屋上にでも行くのかと思ったが、たどり着いたのはガラス張りになっている小さな休憩所だった。
「今日は満月が綺麗ですね」
「ええ」
「雪人くんも、お姉さんが来ないと寂しいね」
「…………雪人、かなり悪いんですよね。まゆ、早くこないと……」
「雪人くんは、きっと良くなるよ」
「……本当に?」
「ええ、本当に」
「…………」
さやはガラス窓に近づき、満月を見上げる。
きっと、さやを元気づけようとして言っているリョウマの言葉。
仮にさやの心が動いたとしても、だからといって今は俺が見ているんだから、さやは変なことをするはずがないのだ。
俺はそう信じながらも、内臓を万力で握られたかのように苦しくなった。
「満月の夜は、不思議な力がある。きっと、雪人くんは、乗り切るよ」
「……そうだといいけど」
「いずれ、お姉さんに会える日も来る」
「……ええ」
「何もかもがうまくいく。だから、君はそんな心配をしなくてもいいんだ」
「……?」
俺の頭の中、いつもの子供部屋でお菓子を食べていたルナは慌てて立ち上がり、手に持っていた袋をポトっと落とす。
口をあんぐりと開けて、意味不明なことを呟いた。
「……そんなバカな。こんな奴、知らない」
続いてノア。ポツリと、しかし油断のない声でリョウマを睨んだまま俺へ警告する。
「ネム。エンカウントだ」
満月から目線を下げたさやの視界の中にある、ガラス窓に映ったリョウマ。
その瞳は、青色に光っていた。ドレッドの髪は、一つ一つがうねうねと、まるで蛇のように蠢いている。

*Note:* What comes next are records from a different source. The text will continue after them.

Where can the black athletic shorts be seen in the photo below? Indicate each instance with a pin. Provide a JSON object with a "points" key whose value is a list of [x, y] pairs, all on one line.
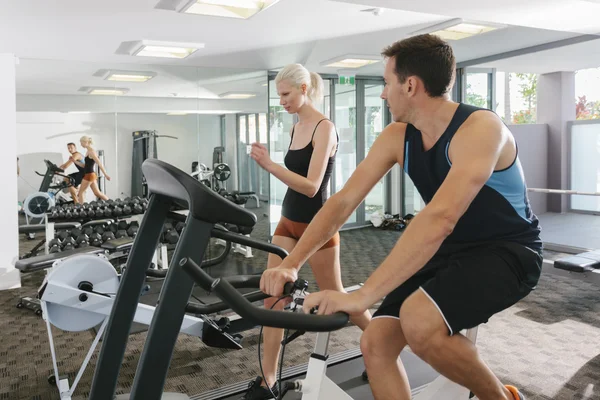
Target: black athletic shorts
{"points": [[470, 283], [78, 176]]}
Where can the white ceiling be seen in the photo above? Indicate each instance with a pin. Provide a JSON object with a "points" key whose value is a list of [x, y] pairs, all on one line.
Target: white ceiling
{"points": [[62, 44], [568, 58], [579, 16]]}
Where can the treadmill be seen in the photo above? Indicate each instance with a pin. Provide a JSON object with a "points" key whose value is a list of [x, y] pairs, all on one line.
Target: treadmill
{"points": [[168, 186]]}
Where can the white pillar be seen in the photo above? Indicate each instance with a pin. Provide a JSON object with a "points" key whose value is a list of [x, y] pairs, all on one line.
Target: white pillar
{"points": [[556, 106], [9, 236]]}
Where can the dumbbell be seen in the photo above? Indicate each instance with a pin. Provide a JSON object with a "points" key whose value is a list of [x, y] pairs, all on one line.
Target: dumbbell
{"points": [[133, 229], [172, 237], [55, 242], [62, 235], [108, 235], [96, 239], [82, 238]]}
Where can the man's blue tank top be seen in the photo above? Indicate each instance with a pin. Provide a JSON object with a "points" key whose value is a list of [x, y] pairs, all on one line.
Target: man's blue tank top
{"points": [[500, 211]]}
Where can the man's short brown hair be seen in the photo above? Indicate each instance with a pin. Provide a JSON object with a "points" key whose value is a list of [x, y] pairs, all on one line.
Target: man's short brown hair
{"points": [[427, 56]]}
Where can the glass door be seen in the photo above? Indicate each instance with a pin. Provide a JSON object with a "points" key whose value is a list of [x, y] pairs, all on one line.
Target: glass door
{"points": [[374, 122], [263, 176], [280, 125], [479, 88], [243, 155], [345, 121]]}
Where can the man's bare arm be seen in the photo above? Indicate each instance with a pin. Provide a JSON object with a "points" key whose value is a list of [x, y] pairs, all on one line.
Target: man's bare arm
{"points": [[381, 158], [477, 147]]}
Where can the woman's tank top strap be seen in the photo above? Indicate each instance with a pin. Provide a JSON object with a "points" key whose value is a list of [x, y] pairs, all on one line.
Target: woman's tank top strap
{"points": [[316, 126]]}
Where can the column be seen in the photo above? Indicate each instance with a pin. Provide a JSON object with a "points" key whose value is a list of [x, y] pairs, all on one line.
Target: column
{"points": [[9, 237], [556, 106]]}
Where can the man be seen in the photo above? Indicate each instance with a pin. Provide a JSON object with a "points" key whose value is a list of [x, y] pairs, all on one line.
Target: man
{"points": [[77, 159], [474, 249]]}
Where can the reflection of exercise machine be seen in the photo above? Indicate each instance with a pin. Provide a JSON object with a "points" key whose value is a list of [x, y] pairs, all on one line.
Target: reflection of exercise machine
{"points": [[37, 204], [144, 147]]}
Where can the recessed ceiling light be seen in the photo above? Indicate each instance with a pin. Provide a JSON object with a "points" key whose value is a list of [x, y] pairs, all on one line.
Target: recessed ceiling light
{"points": [[125, 76], [152, 48], [240, 9], [107, 91], [457, 29], [351, 61], [237, 95]]}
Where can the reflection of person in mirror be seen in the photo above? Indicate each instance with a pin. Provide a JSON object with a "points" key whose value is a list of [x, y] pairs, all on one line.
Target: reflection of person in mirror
{"points": [[90, 178], [75, 158], [309, 160]]}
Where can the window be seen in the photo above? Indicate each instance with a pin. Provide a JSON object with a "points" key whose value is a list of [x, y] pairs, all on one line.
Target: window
{"points": [[516, 97], [587, 94]]}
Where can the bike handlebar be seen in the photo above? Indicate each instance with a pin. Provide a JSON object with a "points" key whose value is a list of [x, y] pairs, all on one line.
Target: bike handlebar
{"points": [[260, 316]]}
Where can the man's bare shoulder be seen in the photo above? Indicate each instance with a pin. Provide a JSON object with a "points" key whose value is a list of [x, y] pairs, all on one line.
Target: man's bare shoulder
{"points": [[391, 141]]}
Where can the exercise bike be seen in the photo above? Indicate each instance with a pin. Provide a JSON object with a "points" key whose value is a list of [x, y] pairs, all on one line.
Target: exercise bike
{"points": [[50, 194]]}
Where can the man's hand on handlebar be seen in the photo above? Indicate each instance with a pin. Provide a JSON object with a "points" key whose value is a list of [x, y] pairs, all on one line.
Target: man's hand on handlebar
{"points": [[329, 302], [273, 280]]}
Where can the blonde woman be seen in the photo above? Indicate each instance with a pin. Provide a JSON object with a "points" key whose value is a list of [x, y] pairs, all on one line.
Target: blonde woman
{"points": [[90, 178], [308, 166]]}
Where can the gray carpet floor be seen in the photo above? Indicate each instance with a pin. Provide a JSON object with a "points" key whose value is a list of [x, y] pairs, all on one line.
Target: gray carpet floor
{"points": [[548, 344]]}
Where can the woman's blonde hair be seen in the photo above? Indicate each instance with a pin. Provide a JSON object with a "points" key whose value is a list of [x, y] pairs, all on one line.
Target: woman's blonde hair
{"points": [[297, 74]]}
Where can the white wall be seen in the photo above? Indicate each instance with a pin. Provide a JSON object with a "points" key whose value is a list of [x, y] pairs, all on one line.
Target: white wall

さやもきっと気付いただろう。彼女は目を見開いてガラスに映るリョウマを凝視しながら、振り向くことなく固まっていたから。
「美しいぃ。君ほどの美女は、なかなかお目にかかれない。原型がね、大事なんだ。素材だよ。美しさは、元の素材の質で決まるんだぁ」
俺たちから遠く離れた場所にいるさやを護り抜くためには、熱くなってはいけないと思った。俺は、うるさく跳ねる鼓動を無理やり抑えながら、この危機を突破する方法に思考を巡らす。
俺たちにとっての「敵」は、グリムリーパーしかいない。
つまり、なんらかの能力を持った、アーティファクト……。
俺は、ふと、病院の庭にあった石像を思い出す。
石像……
元の素材……
ゼウス接続時とは違う、青く光る瞳。
石化?
一般人でも知っている、古来から伝わる有名な石化能力のことが思い浮かぶ。
確証はない。だけど、確証を得るまで待っている時間はない。俺は、すぐに、さやに叫んだ。
「振り向くな! 奴の目を見たら、石にされる!」
ガラス越しに見えるリョウマの顔が、みるみるうちに悦びで歪んでいく。
その表情には、他人のことを思いやる優しさなど微塵も混ざってはいない。ただ、自らの欲望を満たそうとするだけの、野獣の気配だけが漂っていた。
俺は、すぐさまミーと中原にさっと事情を説明し、ヒュプノスを飲み込む。
眠ってから、起きるまでは五秒間。
僅かな時間も無駄にできない。俺は、さやのことだけを考えながら、揺れる意識に身を任せた。